Merger-Experte Kai Lucks
Druck aus China
Aktualisiert am 26.04.2021 - 10:21 Uhr
Kai Lucks ist Vorstandsvorsitzender des Bundesverbandes Mergers & Acquisitions. Foto: Bundesverband Mergers & Acquisitions
Im Dezember verkündete die Europäische Union fast euphorisch den Abschluss der Verhandlungen über das Investitionsabkommen mit China. Der Umsetzung liegen jedoch noch Steine im Weg, ist Kai Lucks vom Bundesverband Mergers & Acquisitions überzeugt.

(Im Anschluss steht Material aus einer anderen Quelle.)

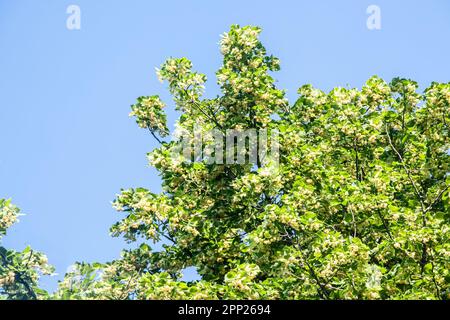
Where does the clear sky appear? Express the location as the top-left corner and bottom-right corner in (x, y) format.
(0, 0), (450, 289)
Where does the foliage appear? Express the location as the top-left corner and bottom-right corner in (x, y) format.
(2, 26), (450, 299)
(0, 199), (53, 300)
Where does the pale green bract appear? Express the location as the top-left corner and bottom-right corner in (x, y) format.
(0, 25), (450, 299)
(0, 199), (53, 300)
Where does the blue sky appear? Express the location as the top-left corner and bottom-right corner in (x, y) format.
(0, 0), (450, 289)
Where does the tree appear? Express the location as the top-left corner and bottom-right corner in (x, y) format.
(0, 199), (53, 300)
(55, 25), (450, 299)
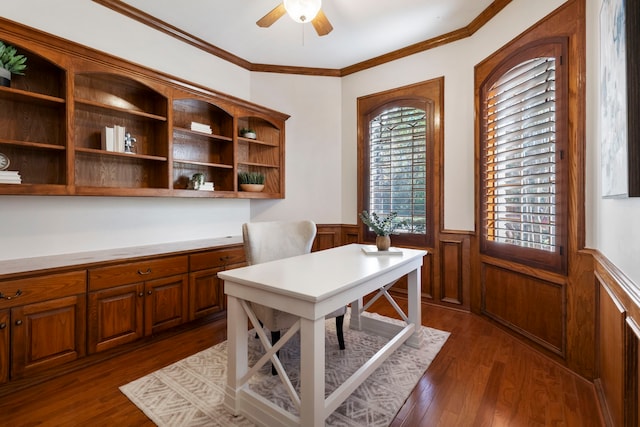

Wir müssen uns selbstkritisch fragen: Wurden die Möglichkeiten von Interessenbündelungen zwischen USA und Europa verspielt? Hätten wir gemeinsam eine bessere Verhandlungsposition gegenüber China aufbauen können? Führt das Vorpreschen Europas dazu, dass der Westen zu einem Wettlauf der Zugeständnisse gezwungen wird? Haben die Industrien der USA und der europäischen Länder nicht genau diesen Fehler über Jahrzehnte gemacht? Aus dem Wettbewerb um Aufträge Chinas wurde ein Wettbewerb um Konzessionen an Technologie- und Wissenstransfer. China hat die Vertreter der Industrienationen systematisch gegeneinander ausgespielt. Warum sollten sie dieses Spiel im Länderwettbewerb USA-Europa nicht weitertreiben?
Vorbehalte...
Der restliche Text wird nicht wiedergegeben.